A breakthrough at long last in the Brexit negotiations.

Nobody seriously expects the UK not to settle its “divorce bill”, be it for £36bn, £60bn or whatever the European Union decides it wants, and now that Theresa May has “ruled out” paying it, there can be no more certain guarantee that it will be paid in full.

There are few things more reassuring, in these uncertain times, than the Prime Minister saying something is not going to happen, to put one’s mind at rest that it definitely will. Anecdotally, friends of Theresa May admit the apologetic call from the Prime Minister to say that, sorry, she can’t make Sunday lunch is the well-established cue to start peeling the potatoes, the meat coming out of the oven to rest the moment she hurries down the driveway shouting: “Nothing has changed, nothing has changed!”

What relief there will be in Brussels that Downing Street refused to confirm it will pay the Brexit divorce bill, an equally certain guarantee that, like Hinkley Point, the dementia tax, national insurance contributions for the self-employed, new grammar schools and an energy price cap, it definitely won’t happen.

Britain’s vote to leave the European Union has shifted the window of sanity far to the right of British politics. Once upon a time, merely wanting to leave the EU was far enough out there. Now, imagining the UK has no bill to settle with Brussels, no financial contribution to ease the passage of our exit, no need for any kind of transitional arrangement to allow us to (needlessly) set up dozens of our own regulatory bodies that were (wisely) pooled with our neighbours, should be seen as the new Mark of the Fruitcake.
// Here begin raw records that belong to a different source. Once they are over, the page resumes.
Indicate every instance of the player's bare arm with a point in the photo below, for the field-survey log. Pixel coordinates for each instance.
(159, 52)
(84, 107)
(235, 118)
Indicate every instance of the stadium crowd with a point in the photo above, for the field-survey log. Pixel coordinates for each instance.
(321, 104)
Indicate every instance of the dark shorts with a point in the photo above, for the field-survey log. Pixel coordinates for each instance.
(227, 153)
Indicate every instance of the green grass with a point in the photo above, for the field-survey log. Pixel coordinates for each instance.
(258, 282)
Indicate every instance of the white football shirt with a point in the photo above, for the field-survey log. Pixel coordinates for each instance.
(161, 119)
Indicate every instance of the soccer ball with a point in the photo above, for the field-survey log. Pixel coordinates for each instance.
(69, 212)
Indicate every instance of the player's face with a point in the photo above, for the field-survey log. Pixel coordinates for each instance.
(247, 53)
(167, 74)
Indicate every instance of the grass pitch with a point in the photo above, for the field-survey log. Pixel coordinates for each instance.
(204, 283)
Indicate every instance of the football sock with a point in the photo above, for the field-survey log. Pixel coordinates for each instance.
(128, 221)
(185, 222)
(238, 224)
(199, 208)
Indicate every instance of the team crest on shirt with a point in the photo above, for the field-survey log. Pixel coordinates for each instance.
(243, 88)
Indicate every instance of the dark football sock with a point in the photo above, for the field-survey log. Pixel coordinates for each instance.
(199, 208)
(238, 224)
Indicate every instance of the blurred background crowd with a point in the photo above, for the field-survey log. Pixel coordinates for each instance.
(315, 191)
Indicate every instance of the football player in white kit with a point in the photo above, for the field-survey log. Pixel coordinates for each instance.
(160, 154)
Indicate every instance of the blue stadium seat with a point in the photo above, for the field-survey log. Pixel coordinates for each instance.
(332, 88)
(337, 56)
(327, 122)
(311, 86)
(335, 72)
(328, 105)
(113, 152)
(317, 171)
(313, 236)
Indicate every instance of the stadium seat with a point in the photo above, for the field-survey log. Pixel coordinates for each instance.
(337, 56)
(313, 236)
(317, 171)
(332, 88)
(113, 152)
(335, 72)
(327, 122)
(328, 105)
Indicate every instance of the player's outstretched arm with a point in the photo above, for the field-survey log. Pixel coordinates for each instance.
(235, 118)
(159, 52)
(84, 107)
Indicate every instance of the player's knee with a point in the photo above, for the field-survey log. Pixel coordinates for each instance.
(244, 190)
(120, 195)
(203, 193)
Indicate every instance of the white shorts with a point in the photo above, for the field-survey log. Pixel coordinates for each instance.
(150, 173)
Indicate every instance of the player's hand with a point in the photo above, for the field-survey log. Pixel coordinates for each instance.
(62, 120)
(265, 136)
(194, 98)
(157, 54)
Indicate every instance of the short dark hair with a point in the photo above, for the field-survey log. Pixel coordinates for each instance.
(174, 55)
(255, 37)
Sir Simon Fraser: Brexit talks damaged by Cabinet splits which leave UK without a coherent strategy

Even Liam Fox has admitted a transitional arrangement is the way to go. "I don't have a problem with that,” he said last week. “Having waited 43 years, another couple of years – if we can get it to work well for UK and our European partners and for the stability of British business and our prosperity – that seems to me a common sense thing to do."

A transitional arrangement, and the use of a regulatory framework established by European institutions and overseen by the European Court of Justice, will not come for free. To debase both you and I briefly by using John Redwood’s egregious golf club analogy, if you say you’re leaving but still want to use the clubhouse showers, don’t expect the captain to be OK with that.

Indeed, the small print of the Prime Minister’s refusal to accept the £36bn sum (40bn euros, by the way, which was a mere £30bn on 23 June last year) appears to state that it will not be accepted by Parliament, and on that front, those far wide of the window of sanity have been as vocal as ever.

Jacob Rees-Mogg has again said we have “no legal obligation to pay anything”. John Redwood thinks it’s “ridiculous” that any sort of bill needs settling before trading arrangements can be discussed. Peter Bone has said we should not be paying to leave an organisation from which we have “got nothing in return”.

Now that these men’s most earnest shared lifelong wish – to trash the reputation of their country – has come to pass, that the thing they have wanted more than all else can be seen as clear as day to be an unmitigated disaster which has rendered the country all but ungovernable, it is surely time to stop listening to them.

Just as David Davis’s supposed “row of the summer” over the sequencing of Brexit talks was over in about 10 seconds when he acquiesced to doing precisely as the EU wished, there is not a sane person out there who does not know that the “row” over the divorce bill will end when the UK pays what it is asked to pay.

In the meantime, Redwood and the rest still cling to the illusion that the EU “needs” a deal as much as Britain, blinded to the very obvious reality, well-known by the leadership of his own party, that a failure to get one leads to a cliff-edge Brexit, and a period of unprecedented national turmoil which will end with Jeremy Corbyn in No 10 and an actual, unreconstructed Marxist in the treasury.

You hardly need to pause very long to consider whether a person who can pay £1bn to the DUP for a few parliamentary votes she arguably does not need will be able to find £36bn, spread over many years and equal to current obligations, to avoid that.

And if you can’t see that, well, you’re not really worth listening to.